India Mahdavi, znana ze swojego nieszablonowego podejścia do koloru i twórczego umieszczania go we wnętrzach, tym razem zaprojektowała przestrzeń jednego z nowojorskich apartamentów. W poprzednich projektach, jak Sketch w Londynie, Mahdavi poszukiwała, jak sama to określiła, prawdziwej esencji różu. W projekcie apartamentu postanowiła jednak umieścić ciepło, nazywając je jednocześnie nowym kolorem.
India Mahdavi – wizja współpracy z One High Line
Irańsko-francuska projektantka, operuje paletą barw, nie patrząc na to tylko w sposób praktyczny. Jak sama tłumaczy, ważne jest dla niej to nie jak używa kolorów, ale jak je postrzega. Podczas pracy nad swoim ostatnim projektem, Mahdavi nie wyposażyła przestrzeni w czerwienie, zielenie i błękity, ale w wibracje.
One High Line został zaprojektowany przez Bjarke Ingels Group i znajduje się wzdłuż rzeki Hudson. Deweloperzy One High Line w nowojorskiej dzielnicy West Chelsea, powierzyli Mahdavi zaprojektowanie apartamentu z czterema sypialniami i pięcioma łazienkami na 27. piętrze.
„Kiedy po raz pierwszy odkryłem prace Indii, byłem pod wrażeniem wpływu, jaki jej projekty wywierają na ludzi i przestrzenie, które przekształcają.” – mówi Alex Witkoff, dyrektor w Witkoff Group. – „Jej użycie kolorów jest autorytatywne, żywe i wciągające.”
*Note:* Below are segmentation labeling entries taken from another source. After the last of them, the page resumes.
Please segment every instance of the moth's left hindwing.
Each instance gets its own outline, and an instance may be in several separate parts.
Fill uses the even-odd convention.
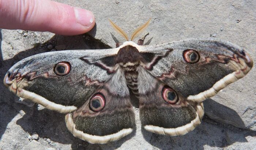
[[[70,50],[32,56],[13,66],[4,82],[18,96],[61,113],[71,112],[111,76],[107,70],[86,62],[84,57],[99,59],[115,51]]]

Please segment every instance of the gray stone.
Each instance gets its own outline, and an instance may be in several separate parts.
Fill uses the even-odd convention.
[[[52,45],[50,44],[49,44],[49,45],[48,45],[48,46],[47,46],[47,48],[48,49],[49,49],[50,50],[52,49],[52,48],[53,48]]]
[[[25,145],[22,149],[23,150],[45,150],[45,149],[39,142],[33,140],[29,144],[27,145]]]
[[[37,133],[36,132],[34,132],[32,134],[32,135],[31,135],[32,136],[32,138],[33,139],[35,139],[36,140],[37,140],[38,139],[39,136],[38,136],[38,135],[37,134]]]
[[[215,37],[217,36],[217,34],[214,33],[214,34],[211,35],[210,36],[211,37]]]
[[[33,139],[32,137],[30,135],[29,135],[29,136],[28,136],[27,138],[29,138],[29,141],[31,141]]]
[[[135,3],[132,1],[109,2],[103,0],[100,4],[95,0],[57,1],[93,12],[97,27],[89,34],[113,47],[115,43],[110,32],[120,42],[125,40],[113,29],[108,18],[130,35],[136,28],[152,18],[148,28],[141,35],[149,32],[146,40],[153,37],[151,45],[188,38],[207,38],[209,33],[215,33],[218,38],[244,47],[255,62],[256,60],[254,50],[256,35],[252,34],[256,33],[256,4],[254,1],[245,3],[241,0],[166,0],[160,3],[159,0],[151,0],[136,1]],[[117,4],[115,1],[120,3]],[[220,25],[225,27],[222,32]],[[33,32],[30,31],[29,35]],[[59,49],[61,50],[100,47],[85,42],[82,35],[68,36],[54,35],[48,32],[34,33],[36,36],[25,38],[20,35],[23,33],[23,30],[1,30],[0,80],[3,80],[6,72],[15,62],[49,51],[44,46],[47,45],[49,41],[54,45],[64,45],[64,48],[63,46]],[[37,43],[43,43],[43,46],[33,47],[33,45]],[[38,142],[33,140],[33,143],[30,143],[27,140],[28,132],[37,131],[43,137],[50,138],[51,143],[54,144],[51,144],[51,147],[56,149],[255,149],[256,80],[254,66],[246,77],[206,100],[204,102],[206,116],[202,123],[184,135],[171,137],[145,131],[141,128],[139,110],[136,109],[136,133],[103,145],[92,145],[74,137],[66,128],[63,114],[43,107],[37,109],[35,107],[28,108],[14,103],[18,98],[3,84],[0,84],[0,145],[3,149],[22,149],[36,142],[41,143],[41,147],[45,149],[42,146],[47,145],[44,140],[39,139]],[[24,116],[19,113],[21,109],[26,112]],[[51,127],[53,130],[49,131]]]
[[[57,45],[55,46],[55,49],[58,50],[65,50],[66,46],[65,45]]]
[[[46,139],[46,141],[47,141],[48,143],[50,143],[51,142],[51,139]]]

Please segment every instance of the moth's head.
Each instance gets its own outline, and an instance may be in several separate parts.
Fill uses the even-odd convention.
[[[126,39],[126,41],[132,41],[133,39],[134,39],[134,38],[137,37],[138,35],[139,35],[140,33],[141,33],[142,31],[143,31],[146,28],[147,28],[147,27],[148,26],[149,24],[149,23],[150,22],[150,20],[151,20],[151,18],[150,18],[145,23],[143,24],[143,25],[140,26],[138,28],[137,28],[136,30],[135,30],[132,33],[132,35],[131,36],[131,39],[130,40],[129,38],[128,38],[128,36],[127,35],[127,34],[124,32],[124,31],[121,28],[119,27],[114,22],[113,22],[112,21],[111,21],[110,19],[109,19],[109,22],[110,22],[110,23],[112,26],[113,27],[113,28],[118,33],[119,33],[121,35],[122,35],[123,37],[124,37]],[[114,41],[115,41],[115,42],[116,43],[117,43],[119,42],[117,40],[116,38],[114,36],[111,34],[111,35],[112,35],[112,37],[113,38],[113,39],[114,39]]]

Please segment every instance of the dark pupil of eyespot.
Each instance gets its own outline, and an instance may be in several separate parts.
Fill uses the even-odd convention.
[[[59,73],[64,73],[65,72],[65,67],[62,66],[59,66],[57,67],[57,70]]]
[[[167,99],[170,100],[173,100],[176,97],[176,95],[173,92],[169,92],[167,94],[168,95]]]
[[[192,53],[189,55],[189,58],[190,58],[190,60],[192,61],[195,61],[196,60],[197,56],[197,55],[196,55],[195,53]]]
[[[10,77],[11,76],[11,73],[10,72],[9,72],[9,73],[8,73],[8,78]]]
[[[99,100],[93,100],[91,102],[91,105],[93,107],[95,108],[98,108],[101,107],[101,103],[99,102]]]

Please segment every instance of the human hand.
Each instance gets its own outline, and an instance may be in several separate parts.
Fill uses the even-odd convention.
[[[0,0],[0,28],[71,35],[87,32],[95,24],[91,11],[50,0]]]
Wkład Mahdavi przynosi coś znacznie więcej niż sam projekt, to możliwość zobaczenia domu jej oczami. „Kiedy zaczynasz projektować dla niespecyficznego użytkownika, zaczynasz projektować dla siebie.” – wyjaśnia. „Zaprojektowałam po prostu to, co by mi się podobało, gdybym miała się wprowadzić. Myślę, że mogłabym się wprowadzić jutro, gdyby dali mi to mieszkanie” – żartuje.
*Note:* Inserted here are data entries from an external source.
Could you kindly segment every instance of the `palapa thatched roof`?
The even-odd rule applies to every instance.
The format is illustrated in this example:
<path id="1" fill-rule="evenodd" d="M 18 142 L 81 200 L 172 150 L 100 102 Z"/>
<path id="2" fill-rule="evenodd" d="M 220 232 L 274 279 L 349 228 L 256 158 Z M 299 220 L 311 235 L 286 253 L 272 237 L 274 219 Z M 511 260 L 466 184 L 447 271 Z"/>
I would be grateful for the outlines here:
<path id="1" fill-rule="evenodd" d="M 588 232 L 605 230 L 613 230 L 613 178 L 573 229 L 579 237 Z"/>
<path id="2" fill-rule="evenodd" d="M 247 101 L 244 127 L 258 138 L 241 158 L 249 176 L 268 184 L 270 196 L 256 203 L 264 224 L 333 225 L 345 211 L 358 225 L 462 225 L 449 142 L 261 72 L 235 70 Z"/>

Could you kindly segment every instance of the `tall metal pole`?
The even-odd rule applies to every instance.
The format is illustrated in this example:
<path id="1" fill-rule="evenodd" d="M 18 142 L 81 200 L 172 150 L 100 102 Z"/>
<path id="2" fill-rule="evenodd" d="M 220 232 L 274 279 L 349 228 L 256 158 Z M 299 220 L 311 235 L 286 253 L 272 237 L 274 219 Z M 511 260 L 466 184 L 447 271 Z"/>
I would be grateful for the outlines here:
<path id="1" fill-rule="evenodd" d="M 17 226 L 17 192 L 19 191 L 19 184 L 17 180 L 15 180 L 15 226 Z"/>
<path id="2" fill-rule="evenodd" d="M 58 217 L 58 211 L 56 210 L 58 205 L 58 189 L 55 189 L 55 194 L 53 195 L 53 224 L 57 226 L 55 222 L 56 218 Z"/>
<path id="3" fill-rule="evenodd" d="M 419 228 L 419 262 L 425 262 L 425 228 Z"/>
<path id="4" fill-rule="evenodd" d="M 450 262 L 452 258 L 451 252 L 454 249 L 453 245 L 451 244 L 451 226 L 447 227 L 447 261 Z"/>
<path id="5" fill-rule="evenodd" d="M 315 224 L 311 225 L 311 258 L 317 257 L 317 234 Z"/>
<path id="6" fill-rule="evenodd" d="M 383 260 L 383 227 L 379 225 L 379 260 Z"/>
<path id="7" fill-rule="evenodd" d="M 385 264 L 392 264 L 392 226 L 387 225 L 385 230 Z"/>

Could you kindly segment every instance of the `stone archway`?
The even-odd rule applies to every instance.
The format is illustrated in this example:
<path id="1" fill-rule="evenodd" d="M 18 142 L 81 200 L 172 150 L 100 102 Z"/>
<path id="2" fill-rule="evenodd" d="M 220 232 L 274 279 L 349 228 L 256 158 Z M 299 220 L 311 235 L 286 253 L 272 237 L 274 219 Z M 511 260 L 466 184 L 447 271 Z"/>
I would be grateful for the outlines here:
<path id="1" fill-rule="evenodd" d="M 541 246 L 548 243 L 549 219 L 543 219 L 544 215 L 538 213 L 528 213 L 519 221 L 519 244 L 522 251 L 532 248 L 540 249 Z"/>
Zabawa kolorem w apartamencie
W przypadku przestrzeni o powierzchni ponad trzystu metrów kwadratowych, Mahdavi czerpała inspirację z kolorów miasta. „Nowy Jork ma określone kolory” – tłumaczy – „Kocham cegłę, zielenie, błękity wody.” Korytarz wejściowy obejmuje w kolorze, który może być najlepiej opisany jako esencja różu, subtelnie zmieszana z fasadą obłożonego cegłą nowojorskiego apartamentu.
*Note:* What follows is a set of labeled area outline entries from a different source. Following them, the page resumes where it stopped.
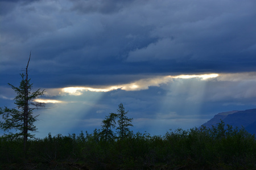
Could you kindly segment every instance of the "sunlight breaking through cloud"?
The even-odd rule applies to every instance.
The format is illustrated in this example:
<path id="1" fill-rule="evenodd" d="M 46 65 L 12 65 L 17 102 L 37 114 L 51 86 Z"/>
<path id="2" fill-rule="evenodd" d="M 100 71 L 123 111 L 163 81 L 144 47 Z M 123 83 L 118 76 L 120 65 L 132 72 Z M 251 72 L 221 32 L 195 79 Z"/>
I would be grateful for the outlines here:
<path id="1" fill-rule="evenodd" d="M 218 74 L 208 74 L 202 75 L 180 75 L 177 76 L 158 76 L 148 79 L 143 79 L 131 83 L 120 84 L 113 86 L 106 86 L 104 88 L 94 88 L 89 87 L 69 87 L 61 88 L 59 94 L 68 94 L 70 95 L 80 96 L 83 92 L 106 92 L 117 89 L 125 91 L 139 91 L 147 90 L 149 87 L 159 87 L 160 84 L 166 84 L 173 80 L 174 79 L 191 79 L 199 78 L 202 80 L 217 77 Z"/>
<path id="2" fill-rule="evenodd" d="M 63 103 L 63 101 L 57 100 L 50 100 L 50 99 L 35 99 L 35 101 L 39 103 Z"/>

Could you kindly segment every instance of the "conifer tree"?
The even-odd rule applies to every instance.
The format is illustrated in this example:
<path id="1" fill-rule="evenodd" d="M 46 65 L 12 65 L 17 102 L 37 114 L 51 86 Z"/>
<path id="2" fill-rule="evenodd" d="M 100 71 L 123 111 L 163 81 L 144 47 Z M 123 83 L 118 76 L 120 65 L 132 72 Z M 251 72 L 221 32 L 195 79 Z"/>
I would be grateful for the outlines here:
<path id="1" fill-rule="evenodd" d="M 14 99 L 16 107 L 11 109 L 7 107 L 0 108 L 0 114 L 2 117 L 2 121 L 0 122 L 0 128 L 5 132 L 9 132 L 12 129 L 15 130 L 15 133 L 5 133 L 5 135 L 9 138 L 14 139 L 20 137 L 23 138 L 25 156 L 28 138 L 34 137 L 34 135 L 31 134 L 30 131 L 35 131 L 36 130 L 34 123 L 36 121 L 38 115 L 33 115 L 33 110 L 38 107 L 44 106 L 43 103 L 35 101 L 35 99 L 43 95 L 44 90 L 40 91 L 40 90 L 38 89 L 35 92 L 31 92 L 32 84 L 30 83 L 30 79 L 28 79 L 27 73 L 31 55 L 30 52 L 25 74 L 23 73 L 20 74 L 22 80 L 19 87 L 16 87 L 8 83 L 17 95 Z"/>
<path id="2" fill-rule="evenodd" d="M 129 126 L 133 126 L 131 124 L 133 118 L 129 118 L 126 116 L 129 111 L 125 112 L 125 108 L 123 104 L 121 103 L 118 105 L 118 109 L 117 109 L 117 116 L 119 118 L 118 123 L 119 126 L 117 128 L 119 137 L 122 140 L 127 134 L 130 132 Z"/>
<path id="3" fill-rule="evenodd" d="M 106 116 L 105 120 L 102 121 L 101 134 L 105 141 L 108 139 L 112 139 L 115 135 L 112 128 L 115 127 L 115 118 L 117 115 L 115 113 L 109 113 Z"/>

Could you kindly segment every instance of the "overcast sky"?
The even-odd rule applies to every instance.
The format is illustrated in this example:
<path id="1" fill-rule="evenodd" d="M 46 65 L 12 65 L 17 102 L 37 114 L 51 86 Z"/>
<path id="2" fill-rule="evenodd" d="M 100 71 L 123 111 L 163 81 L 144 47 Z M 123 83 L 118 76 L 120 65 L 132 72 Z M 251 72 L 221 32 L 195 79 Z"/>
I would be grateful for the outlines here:
<path id="1" fill-rule="evenodd" d="M 0 1 L 0 107 L 29 76 L 36 137 L 91 132 L 122 103 L 134 131 L 256 108 L 254 0 Z M 3 132 L 0 131 L 0 134 Z"/>

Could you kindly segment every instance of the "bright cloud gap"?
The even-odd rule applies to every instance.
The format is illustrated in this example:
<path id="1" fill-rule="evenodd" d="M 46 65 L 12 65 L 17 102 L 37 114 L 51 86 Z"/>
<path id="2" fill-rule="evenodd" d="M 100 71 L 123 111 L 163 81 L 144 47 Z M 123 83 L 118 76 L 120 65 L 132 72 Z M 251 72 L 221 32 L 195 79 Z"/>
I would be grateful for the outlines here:
<path id="1" fill-rule="evenodd" d="M 177 76 L 159 76 L 152 78 L 139 80 L 131 83 L 121 84 L 115 86 L 108 86 L 104 88 L 97 88 L 88 87 L 69 87 L 63 88 L 60 93 L 68 94 L 71 95 L 79 96 L 82 94 L 83 91 L 92 92 L 108 92 L 117 89 L 125 91 L 139 91 L 148 89 L 150 86 L 159 86 L 161 84 L 167 83 L 173 79 L 191 79 L 198 78 L 202 80 L 217 77 L 218 74 L 209 74 L 202 75 L 180 75 Z"/>

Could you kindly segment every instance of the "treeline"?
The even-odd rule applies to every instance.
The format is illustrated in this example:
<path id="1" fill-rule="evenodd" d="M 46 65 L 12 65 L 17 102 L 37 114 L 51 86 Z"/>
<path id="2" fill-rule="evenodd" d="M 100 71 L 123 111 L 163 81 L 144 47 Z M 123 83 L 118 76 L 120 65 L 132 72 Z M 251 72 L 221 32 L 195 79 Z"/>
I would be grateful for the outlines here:
<path id="1" fill-rule="evenodd" d="M 0 138 L 1 169 L 255 169 L 256 140 L 223 122 L 212 129 L 170 130 L 164 135 L 130 131 L 107 139 L 92 134 L 58 134 L 28 141 Z"/>

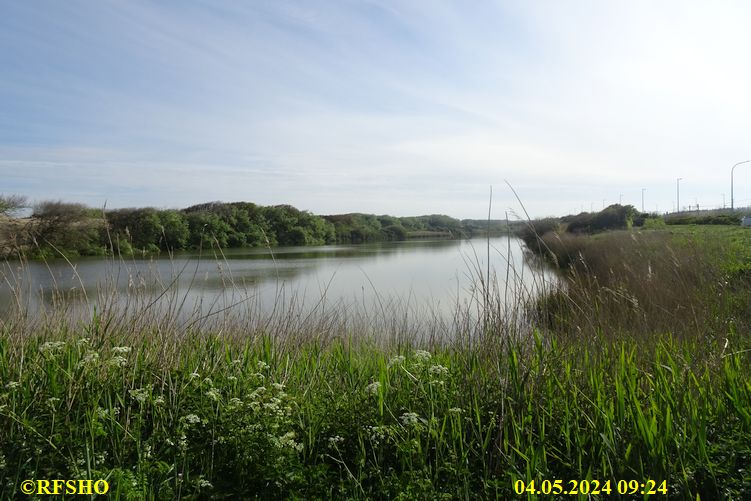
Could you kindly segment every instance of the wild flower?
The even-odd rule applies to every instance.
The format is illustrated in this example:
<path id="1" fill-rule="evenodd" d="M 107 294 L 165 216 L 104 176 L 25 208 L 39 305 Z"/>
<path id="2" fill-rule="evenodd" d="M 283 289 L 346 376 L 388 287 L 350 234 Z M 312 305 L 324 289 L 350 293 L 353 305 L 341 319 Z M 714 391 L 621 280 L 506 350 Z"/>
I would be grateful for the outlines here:
<path id="1" fill-rule="evenodd" d="M 400 419 L 405 426 L 415 425 L 420 422 L 420 416 L 414 412 L 405 412 Z"/>
<path id="2" fill-rule="evenodd" d="M 255 390 L 253 390 L 253 392 L 251 394 L 248 395 L 248 398 L 250 398 L 251 400 L 255 400 L 259 396 L 261 396 L 265 391 L 266 391 L 266 387 L 265 386 L 259 386 L 258 388 L 256 388 Z"/>
<path id="3" fill-rule="evenodd" d="M 144 403 L 149 398 L 150 388 L 138 388 L 136 390 L 130 390 L 130 396 L 136 400 L 139 404 Z"/>
<path id="4" fill-rule="evenodd" d="M 209 391 L 207 391 L 206 396 L 214 402 L 218 402 L 222 398 L 221 393 L 219 393 L 219 390 L 217 390 L 216 388 L 211 388 Z"/>
<path id="5" fill-rule="evenodd" d="M 402 365 L 404 363 L 404 355 L 397 355 L 389 360 L 388 366 Z"/>
<path id="6" fill-rule="evenodd" d="M 430 360 L 430 352 L 425 350 L 415 350 L 415 360 L 418 362 L 427 362 Z"/>
<path id="7" fill-rule="evenodd" d="M 329 447 L 335 448 L 337 444 L 340 444 L 344 442 L 344 439 L 340 437 L 339 435 L 334 435 L 333 437 L 329 437 Z"/>
<path id="8" fill-rule="evenodd" d="M 366 426 L 365 429 L 368 431 L 370 440 L 375 443 L 386 440 L 386 437 L 389 434 L 388 426 Z"/>
<path id="9" fill-rule="evenodd" d="M 369 393 L 370 395 L 378 395 L 380 391 L 381 391 L 381 383 L 378 381 L 375 381 L 374 383 L 370 383 L 368 386 L 365 387 L 365 392 Z"/>
<path id="10" fill-rule="evenodd" d="M 428 369 L 428 372 L 430 372 L 433 376 L 446 376 L 449 373 L 448 367 L 444 367 L 443 365 L 431 365 L 430 369 Z"/>
<path id="11" fill-rule="evenodd" d="M 84 367 L 87 365 L 94 365 L 99 361 L 99 353 L 95 351 L 87 351 L 86 354 L 83 356 L 80 362 L 78 362 L 79 367 Z"/>

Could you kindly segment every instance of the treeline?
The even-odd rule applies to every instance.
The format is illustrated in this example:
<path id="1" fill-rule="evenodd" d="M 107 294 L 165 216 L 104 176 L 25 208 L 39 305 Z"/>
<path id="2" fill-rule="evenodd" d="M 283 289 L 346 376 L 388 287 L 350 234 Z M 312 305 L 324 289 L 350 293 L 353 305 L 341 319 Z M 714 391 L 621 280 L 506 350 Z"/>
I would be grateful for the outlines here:
<path id="1" fill-rule="evenodd" d="M 128 208 L 102 211 L 82 204 L 41 202 L 14 234 L 14 249 L 37 257 L 161 251 L 363 243 L 407 238 L 460 238 L 500 232 L 505 221 L 340 214 L 318 216 L 290 205 L 209 202 L 185 209 Z M 6 248 L 8 246 L 6 245 Z M 7 253 L 7 252 L 6 252 Z"/>
<path id="2" fill-rule="evenodd" d="M 606 230 L 623 230 L 643 226 L 651 217 L 654 216 L 639 212 L 633 205 L 613 204 L 599 212 L 582 212 L 561 218 L 530 221 L 519 226 L 516 234 L 524 240 L 530 250 L 542 253 L 540 238 L 551 231 L 559 234 L 593 234 Z"/>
W salonie, widoki na rzekę Hudson i Dolny Manhattan obramowują zielony obszar, który wybrała Mahdavi. „Podoba mi się związek między zielenią, a rzeką” – wyjaśnia – „To tak, jakby salon rozciągał się w stronę rzeki.” W całej reszcie domu Mahdavi bawi się całą paletą. Żółcią w głównej sypialni i kuchni, przyprawioną czerwienią w biurze oraz błękitami zabarwionymi brązem i różem w pozostałych dwóch sypialniach. Sofa w kolorze Jelly Pea otacza stół z królikiem Bugsem. To subtelna aluzja do zamiłowania projektantki do amerykańskich kreskówek, którym zawdzięcza ona swoją wczesną edukację kolorystyczną. W pokoju znajdują się również fotele Botero, fotele Charlotte i stolik Alber Mahdavi.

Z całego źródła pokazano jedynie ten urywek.